The Hippo


May 25, 2020








Tools for success
Gloves, spade and wheelbarrow on list of essentials


 Starting your own garden can be simple, but knowing the right tools to use and the best amounts of sun and shade to have plays an important role in its success.

The essentials
Donna Miller of Petals in the Pines in Canterbury said that while it’s easy to go crazy with having so many tools, all gardeners should start with a comfortable pair of gloves.
“You want to protect your hands, which is most important,” she said.
She said she recommends nitrile gloves, made of a material similar to latex, only stronger.
“Nitrile gloves are not only really cheap, but they’re very form-fitting to your hand, so you can pick up little seedlings with your fingertips,” she said. “A lot of the canvas type gloves make it harder to feel with tiny things, so nitrile gloves are really nice in that respect.”
Other tools that are essential to any type of garden, according to Miller, include a garden fork, a planting spade to prevent grass from entering the bed, and a hand trowel for digging small holes to plant bulbs. 
A saddle-shaped stirrup hoe is an effective tool for weeding.
“It’s got a long handle and the bottom part is a straight blade,” she said. “You scratch over the surface of the soil with it, so when the weed seeds come up, it cuts the roots right off and kills the weeds.”
You also need a wheelbarrow or a cart you can move large piles of weeds or compost in, and a rake to make rows in your garden bed when you are planting. Finally, Miller recommends getting a set of bypass pruners for branch cutting.
“All of these tools you can get from most garden centers or from smaller catalogs,” Miller said.
What to avoid
According to Miller, most of the tools you may think would be helpful in starting your own garden but don’t actually need are mechanical rather than manual. One of them is a rototiller, which she said looks kind of like a small lawn mower but is designed to cultivate the soil of your garden and kill weeds.
“Garden beds add organic matter over time, like earthworms and bacterial microorganisms that have their own ecosystems going on,” she said. “Disturbing that [with a rototiller] totally messes it up because it will kill a lot of them.
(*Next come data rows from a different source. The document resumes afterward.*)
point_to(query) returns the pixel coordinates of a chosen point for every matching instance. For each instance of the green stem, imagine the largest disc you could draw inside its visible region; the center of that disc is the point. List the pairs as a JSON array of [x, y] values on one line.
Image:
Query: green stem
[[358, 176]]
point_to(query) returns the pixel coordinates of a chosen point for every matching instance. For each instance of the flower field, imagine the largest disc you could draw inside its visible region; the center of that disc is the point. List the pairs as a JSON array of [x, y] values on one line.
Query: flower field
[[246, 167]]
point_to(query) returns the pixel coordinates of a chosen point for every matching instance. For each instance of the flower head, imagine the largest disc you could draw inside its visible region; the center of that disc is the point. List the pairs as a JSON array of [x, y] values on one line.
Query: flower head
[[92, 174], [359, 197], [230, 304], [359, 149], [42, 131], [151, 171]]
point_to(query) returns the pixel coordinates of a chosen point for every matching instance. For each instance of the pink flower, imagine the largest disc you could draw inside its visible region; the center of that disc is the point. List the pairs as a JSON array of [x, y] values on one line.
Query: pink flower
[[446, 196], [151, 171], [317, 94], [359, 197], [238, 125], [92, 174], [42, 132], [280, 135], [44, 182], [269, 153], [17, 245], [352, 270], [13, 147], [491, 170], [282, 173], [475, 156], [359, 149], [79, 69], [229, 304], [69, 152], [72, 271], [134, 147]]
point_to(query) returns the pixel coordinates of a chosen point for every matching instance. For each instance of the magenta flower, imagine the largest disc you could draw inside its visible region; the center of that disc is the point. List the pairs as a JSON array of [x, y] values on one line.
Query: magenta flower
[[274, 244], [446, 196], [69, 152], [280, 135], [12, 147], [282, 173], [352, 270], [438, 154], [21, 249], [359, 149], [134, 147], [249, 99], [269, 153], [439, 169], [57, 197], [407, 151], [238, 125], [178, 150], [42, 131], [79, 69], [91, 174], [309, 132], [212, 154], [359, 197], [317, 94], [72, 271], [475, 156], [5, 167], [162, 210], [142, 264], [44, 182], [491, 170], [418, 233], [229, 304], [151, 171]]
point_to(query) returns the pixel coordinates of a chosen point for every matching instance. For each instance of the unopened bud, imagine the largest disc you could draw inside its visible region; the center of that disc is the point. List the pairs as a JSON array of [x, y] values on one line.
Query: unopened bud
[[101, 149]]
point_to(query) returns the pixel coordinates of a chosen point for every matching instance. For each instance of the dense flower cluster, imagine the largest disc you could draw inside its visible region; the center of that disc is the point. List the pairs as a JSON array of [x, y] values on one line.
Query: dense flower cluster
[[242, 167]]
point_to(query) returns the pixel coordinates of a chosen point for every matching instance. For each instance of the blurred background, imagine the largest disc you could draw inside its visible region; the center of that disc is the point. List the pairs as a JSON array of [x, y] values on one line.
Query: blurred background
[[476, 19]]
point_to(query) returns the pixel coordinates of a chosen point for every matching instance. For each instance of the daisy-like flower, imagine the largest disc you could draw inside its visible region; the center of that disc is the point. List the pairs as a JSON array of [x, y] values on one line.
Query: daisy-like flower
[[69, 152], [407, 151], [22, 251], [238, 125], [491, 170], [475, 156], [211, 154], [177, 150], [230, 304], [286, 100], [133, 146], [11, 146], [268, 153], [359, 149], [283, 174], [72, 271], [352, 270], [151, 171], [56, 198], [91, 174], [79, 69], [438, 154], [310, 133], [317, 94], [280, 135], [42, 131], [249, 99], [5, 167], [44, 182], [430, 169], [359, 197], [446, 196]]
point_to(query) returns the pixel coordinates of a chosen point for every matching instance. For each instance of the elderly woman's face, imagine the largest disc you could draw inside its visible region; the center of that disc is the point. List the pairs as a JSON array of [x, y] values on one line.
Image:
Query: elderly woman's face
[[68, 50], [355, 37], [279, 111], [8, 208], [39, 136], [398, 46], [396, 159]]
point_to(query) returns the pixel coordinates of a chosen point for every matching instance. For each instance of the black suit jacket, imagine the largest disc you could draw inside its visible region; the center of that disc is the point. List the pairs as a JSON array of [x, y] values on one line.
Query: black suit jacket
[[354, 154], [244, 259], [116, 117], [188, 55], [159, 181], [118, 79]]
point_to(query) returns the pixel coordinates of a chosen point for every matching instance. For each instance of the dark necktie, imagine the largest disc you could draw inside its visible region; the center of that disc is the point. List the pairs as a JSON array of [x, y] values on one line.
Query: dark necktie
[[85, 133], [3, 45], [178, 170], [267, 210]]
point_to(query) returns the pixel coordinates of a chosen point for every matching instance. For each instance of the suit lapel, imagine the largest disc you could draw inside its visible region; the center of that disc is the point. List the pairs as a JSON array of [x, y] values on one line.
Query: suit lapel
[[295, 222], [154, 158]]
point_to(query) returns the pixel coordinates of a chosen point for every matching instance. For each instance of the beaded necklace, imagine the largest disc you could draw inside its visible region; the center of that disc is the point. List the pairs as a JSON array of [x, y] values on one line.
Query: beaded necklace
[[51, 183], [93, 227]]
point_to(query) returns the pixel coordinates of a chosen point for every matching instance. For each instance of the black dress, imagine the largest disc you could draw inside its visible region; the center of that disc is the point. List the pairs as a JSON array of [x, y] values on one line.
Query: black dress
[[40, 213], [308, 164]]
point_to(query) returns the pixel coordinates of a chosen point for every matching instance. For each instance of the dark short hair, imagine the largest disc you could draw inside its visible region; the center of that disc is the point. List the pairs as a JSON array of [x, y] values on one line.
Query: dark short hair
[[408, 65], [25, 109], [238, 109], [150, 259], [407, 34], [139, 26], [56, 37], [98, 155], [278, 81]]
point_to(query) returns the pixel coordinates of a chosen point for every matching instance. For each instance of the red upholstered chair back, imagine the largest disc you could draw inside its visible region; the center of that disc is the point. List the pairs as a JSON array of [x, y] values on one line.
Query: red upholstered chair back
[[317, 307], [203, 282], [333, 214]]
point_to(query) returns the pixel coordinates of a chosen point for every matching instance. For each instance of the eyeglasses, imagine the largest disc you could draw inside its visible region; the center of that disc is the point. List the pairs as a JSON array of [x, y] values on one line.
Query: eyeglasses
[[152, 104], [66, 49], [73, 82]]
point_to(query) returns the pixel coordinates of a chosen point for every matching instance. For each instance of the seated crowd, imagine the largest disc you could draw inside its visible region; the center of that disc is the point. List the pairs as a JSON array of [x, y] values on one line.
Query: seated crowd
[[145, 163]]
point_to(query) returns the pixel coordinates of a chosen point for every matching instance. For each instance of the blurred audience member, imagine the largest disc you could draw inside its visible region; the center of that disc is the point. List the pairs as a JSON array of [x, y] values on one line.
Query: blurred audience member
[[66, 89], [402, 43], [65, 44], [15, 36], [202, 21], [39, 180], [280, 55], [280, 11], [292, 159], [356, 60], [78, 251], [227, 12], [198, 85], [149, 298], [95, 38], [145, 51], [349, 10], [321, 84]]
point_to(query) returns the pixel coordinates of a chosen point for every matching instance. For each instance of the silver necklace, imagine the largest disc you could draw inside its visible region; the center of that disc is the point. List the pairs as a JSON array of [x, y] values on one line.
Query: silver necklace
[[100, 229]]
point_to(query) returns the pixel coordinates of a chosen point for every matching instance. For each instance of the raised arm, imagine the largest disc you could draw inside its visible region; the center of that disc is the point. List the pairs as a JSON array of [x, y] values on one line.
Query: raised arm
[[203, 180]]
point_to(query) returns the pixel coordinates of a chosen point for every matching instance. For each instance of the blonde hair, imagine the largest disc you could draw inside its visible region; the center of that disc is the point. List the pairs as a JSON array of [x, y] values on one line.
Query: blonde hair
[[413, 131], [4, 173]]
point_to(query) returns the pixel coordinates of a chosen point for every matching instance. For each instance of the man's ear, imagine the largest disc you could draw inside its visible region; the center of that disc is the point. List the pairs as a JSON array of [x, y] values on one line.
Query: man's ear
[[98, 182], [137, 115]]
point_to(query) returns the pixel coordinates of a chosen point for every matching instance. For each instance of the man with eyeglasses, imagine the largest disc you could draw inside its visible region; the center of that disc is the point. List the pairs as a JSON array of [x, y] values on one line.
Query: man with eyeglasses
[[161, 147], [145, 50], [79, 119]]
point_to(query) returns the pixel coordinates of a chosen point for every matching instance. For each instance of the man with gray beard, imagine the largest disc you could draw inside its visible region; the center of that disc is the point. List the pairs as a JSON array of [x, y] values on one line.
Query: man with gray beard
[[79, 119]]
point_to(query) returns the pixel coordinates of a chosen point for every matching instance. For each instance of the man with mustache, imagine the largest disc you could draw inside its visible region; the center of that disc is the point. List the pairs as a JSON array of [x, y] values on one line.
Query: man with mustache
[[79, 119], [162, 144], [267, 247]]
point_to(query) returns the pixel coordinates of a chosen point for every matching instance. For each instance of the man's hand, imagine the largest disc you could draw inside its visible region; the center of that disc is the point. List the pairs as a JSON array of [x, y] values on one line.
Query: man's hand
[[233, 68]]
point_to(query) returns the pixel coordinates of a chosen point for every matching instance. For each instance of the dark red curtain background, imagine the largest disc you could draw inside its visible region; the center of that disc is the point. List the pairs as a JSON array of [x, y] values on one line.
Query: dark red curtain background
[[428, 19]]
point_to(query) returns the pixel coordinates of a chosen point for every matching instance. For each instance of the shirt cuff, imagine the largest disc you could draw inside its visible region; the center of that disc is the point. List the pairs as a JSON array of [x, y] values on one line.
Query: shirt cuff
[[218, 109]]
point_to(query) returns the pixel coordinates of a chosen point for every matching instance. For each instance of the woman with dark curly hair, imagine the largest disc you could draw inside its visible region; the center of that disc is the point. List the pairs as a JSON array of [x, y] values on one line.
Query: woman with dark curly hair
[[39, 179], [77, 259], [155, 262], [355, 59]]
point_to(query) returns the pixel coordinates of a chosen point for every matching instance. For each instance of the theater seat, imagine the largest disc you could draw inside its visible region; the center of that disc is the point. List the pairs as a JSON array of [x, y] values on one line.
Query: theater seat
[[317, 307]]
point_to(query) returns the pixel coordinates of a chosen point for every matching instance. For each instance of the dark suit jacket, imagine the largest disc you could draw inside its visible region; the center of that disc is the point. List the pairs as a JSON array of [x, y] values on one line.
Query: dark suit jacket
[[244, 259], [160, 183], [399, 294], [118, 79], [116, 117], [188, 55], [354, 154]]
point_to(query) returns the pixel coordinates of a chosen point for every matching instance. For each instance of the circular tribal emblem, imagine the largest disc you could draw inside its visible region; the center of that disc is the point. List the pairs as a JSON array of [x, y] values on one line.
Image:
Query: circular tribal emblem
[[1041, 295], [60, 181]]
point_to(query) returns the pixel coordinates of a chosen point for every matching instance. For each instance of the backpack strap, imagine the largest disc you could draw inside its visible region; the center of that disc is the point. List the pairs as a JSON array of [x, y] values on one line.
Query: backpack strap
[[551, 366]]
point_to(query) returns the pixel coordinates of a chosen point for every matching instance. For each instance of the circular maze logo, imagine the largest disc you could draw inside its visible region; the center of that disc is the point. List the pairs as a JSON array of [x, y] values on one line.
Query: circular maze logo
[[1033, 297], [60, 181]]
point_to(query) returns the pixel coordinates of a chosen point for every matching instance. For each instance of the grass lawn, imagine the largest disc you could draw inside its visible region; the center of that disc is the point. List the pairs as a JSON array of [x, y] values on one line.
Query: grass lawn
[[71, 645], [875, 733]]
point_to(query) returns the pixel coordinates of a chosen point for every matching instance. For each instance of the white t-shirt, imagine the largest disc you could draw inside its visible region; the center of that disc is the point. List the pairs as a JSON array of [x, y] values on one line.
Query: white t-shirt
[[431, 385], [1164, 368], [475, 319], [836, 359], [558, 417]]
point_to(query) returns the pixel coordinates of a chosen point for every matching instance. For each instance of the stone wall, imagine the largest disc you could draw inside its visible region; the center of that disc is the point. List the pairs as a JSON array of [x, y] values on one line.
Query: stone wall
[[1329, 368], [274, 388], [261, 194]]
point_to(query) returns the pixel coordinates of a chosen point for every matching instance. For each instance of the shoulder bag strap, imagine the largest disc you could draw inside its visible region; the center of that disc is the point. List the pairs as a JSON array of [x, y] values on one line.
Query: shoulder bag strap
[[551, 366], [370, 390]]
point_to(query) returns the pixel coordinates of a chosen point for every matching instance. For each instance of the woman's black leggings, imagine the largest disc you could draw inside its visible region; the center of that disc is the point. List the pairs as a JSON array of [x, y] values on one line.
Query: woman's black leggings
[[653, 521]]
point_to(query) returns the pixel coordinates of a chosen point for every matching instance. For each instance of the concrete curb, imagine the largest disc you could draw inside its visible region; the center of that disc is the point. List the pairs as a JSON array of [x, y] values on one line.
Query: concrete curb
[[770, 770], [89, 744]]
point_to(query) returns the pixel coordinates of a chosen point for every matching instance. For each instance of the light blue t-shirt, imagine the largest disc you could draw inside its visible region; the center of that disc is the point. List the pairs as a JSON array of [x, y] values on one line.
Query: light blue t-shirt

You want to have earthworms in your soil because they create tunnels for air pockets that allow roots to grow.”
She also advises against using leaf blowers, as tempting as it may be to get rid of old leaves lying across your garden bed.
“Leaves are organic matter for your soil too,” she said. “People tend to want to get them out but it’s counterintuitive because it actually takes away the nutrition.”
Additional tools
Depending on the type and the size of your garden, other tools like containers, fertilizers or watering cans may apply.
“There are all kinds of containers out there for the smaller gardens, but you should make sure there is drainage in the bottom of it,” Miller said. “Then for fertilizer, fish emulsion fertilizer is great when you have a more confined space of soil.”
If there are no holes in the bottom of the container, you could also fill it with rocks before adding in the soil so that it doesn’t get completely flooded when you add the water.
Gardens require about an inch of rain per week on average, but Miller said tools like sprinklers and soaker hoses help you keep track of how much they are getting. What you use may depend on the garden’s size, but she said the idea is to water the soil and not the plant itself.
“You want the water to absorb into the soil as much as possible,” she said.
Let the sun do its work
Measuring the ratio of the amount of sun your garden gets to the amount of shade is crucial, and it all depends on what you are planting. Miller said most will come labeled with their own requirements for sun exposure.
“Full sun would be six or more hours of direct sunlight. Partial sun is four to six hours,” she said. “Partial shade is defined as either filtered light throughout the day or two or less hours of intense sunlight, so it’s not the same as partial sun.”
The best times of the year for sunlight when planting your garden, according to Miller, are usually from mid-May through the month of July, and generally between the hours of 10 a.m. to 6 p.m.
But if you’re not sure where to plant your flowers for them to get the most out of the sun, Miller said you can plant them in a few different places and observe which ones benefited the most. Or you can create your own shady spots using small trees and shrubs.